Occupying Language
Author: Marina Sitrin and Dario Azzellini
Publisher: Zuccotti Park Press (Occupied Media Pamphlet Series)
Pages: 128
Published in September 2012
Additional Info: $ 9.95
While the global Occupy movement is widely seen as unprecedented, its language and organizing practices are shaped and inspired by diverse historical precedents in the United States and around the world. Sitrin and Azzellini introduce the reader to the theory and practices of the movement and explore linkages and connections toward the dream of a common language of struggle, justice, democracy and liberation.
It was September 19, a group of twenty of us were standing in a circle in NYC’s Liberty Plaza, discussing what it means to facilitate an assembly, and what the role of facilitators is and can be. At one point I said, “Our role is to help create the most horizontal space possible.” A young woman asked, “What does that mean—horizontal?” Another young woman responded, “You know, what they did in Argentina,” and then another asked what that was. Over the days and weeks in the Plaza, many of the conversations and relationships being developed were reminiscent of the autonomous movements in Argentina, Chiapas, Bolivia and Venezuela.

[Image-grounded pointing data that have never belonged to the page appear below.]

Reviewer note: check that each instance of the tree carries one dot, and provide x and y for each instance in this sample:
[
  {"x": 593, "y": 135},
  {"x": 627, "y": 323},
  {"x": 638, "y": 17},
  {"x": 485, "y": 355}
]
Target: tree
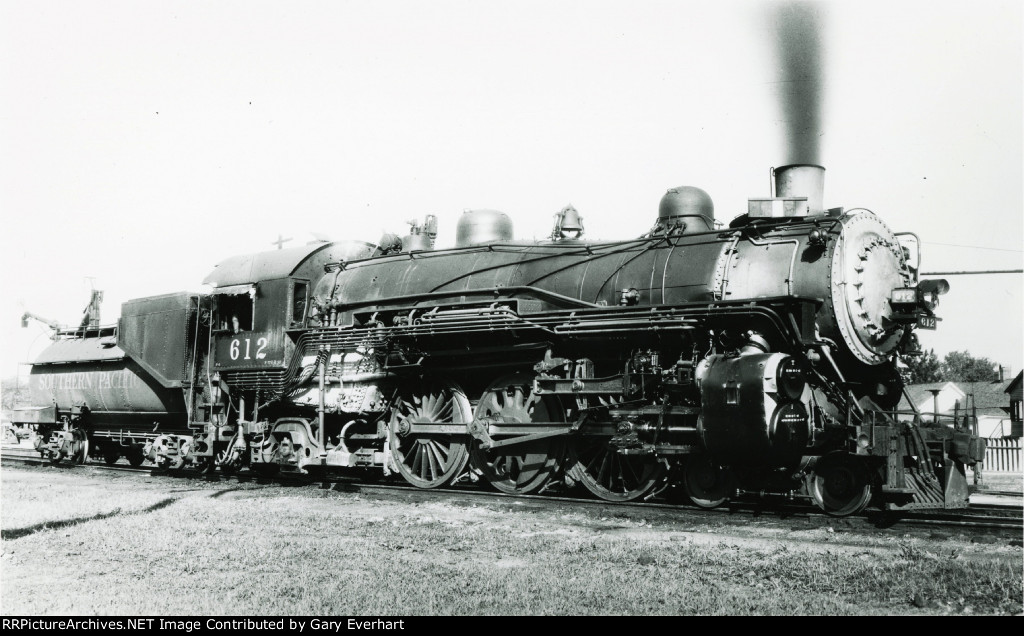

And then in Spain and Greece, where we have recently traveled to meet with people in the movements there, we also found that people are both speaking and organizing in ways that are so similar to what we have seen in Latin America, yet it is often without any reference to those movements. At one point we began to wonder if there was a way to share some of these experiences and stories from Latin America so as to put them in dialogue with the movements in the U.S. and Europe. This book is our attempt to do just that.
We hope to help ground what is new and beautiful in our social creation today in relationships and concepts that have been developing and evolving in Latin America.
Explored are concepts such as Territory, Assembly, Dignity and Popular Power, and relationships such as Horizontalism, Autogestión (self-organization), and protagonism. These forms of organization and ways of relating are described based on over a decade of practice and experience in Latin America, from the origins of horizontalidad with the popular rebellion in Argentina, to the concept of Territory, grounded in Bolivia and Brazil, or the construction of Popular Power in the Consejo Comunales in Venezuela and the understanding of our many diversities, creating a world in which many worlds fit, of the Zapatistas in Chiapas, Mexico.
Dario is an activist, writer and film maker. His latest film is Comuna Under Construction about local self government in Venezuela, and latest book, together with Immanuel Ness, Ours to Master and to Own: Workers' Control from the Commune to the Present. He is a lecturer at the Institute for Sociology at the Johannes Kepler University in Austria.
Marina is a participant in the Occupy movements, the editor of Horizontalism: Voices of Popular Power in Argentina and author of the forthcoming, Everyday Revolutions: Horizontalism and Autonomy in Argentina. She is a postdoctoral fellow at the CUNY Graduate Center’s Committee on Globalization and Social Change.
PRAISE:
“Occupying Language uses the vocabulary of new and emergent movements around the world to highlight the striking similarities of the practices and visions. Movements from the Zapatistas in Mexico and mobilizations for popular control in Venezuela, Argentina and Brazil, to the Arab Spring, the European and Israeli Summer, and Occupy, have made inclusiveness a priority and have insisted that the voice of every participant be heard and treated with respect. They have pursued a vision of democracy as based on direct participation and on solidarity among the vast majority, cognizant of social and national divisions but creating a unity among differences. Those who identify with these movements should read this book for its beautiful and insightful evocation of an emergent radical perspective and for the hope that this book conveys that a new movement of movements can play a pivotal role in bringing about urgently needed change. This book is also crucial reading for those who would like to understand why so many in the new movements are more interested in occupying public spaces and insitutions, and remaking them through democratic participation, than in making demands on governments dominated by remote and resistant elites.”
Barbara Epstein, University of California, Santa Cruz
“There are words that are rocks. Rocks, like geological layers, which have accumulated over decades of struggles, and are colored with meanings irreducible to capitalist power. Rocks heavy with hope. Marina Sitrin and Dario Azzellini show how these rocks are moved – rolling them against masters, police, and the ideologists of neoliberalism. Occupy language!”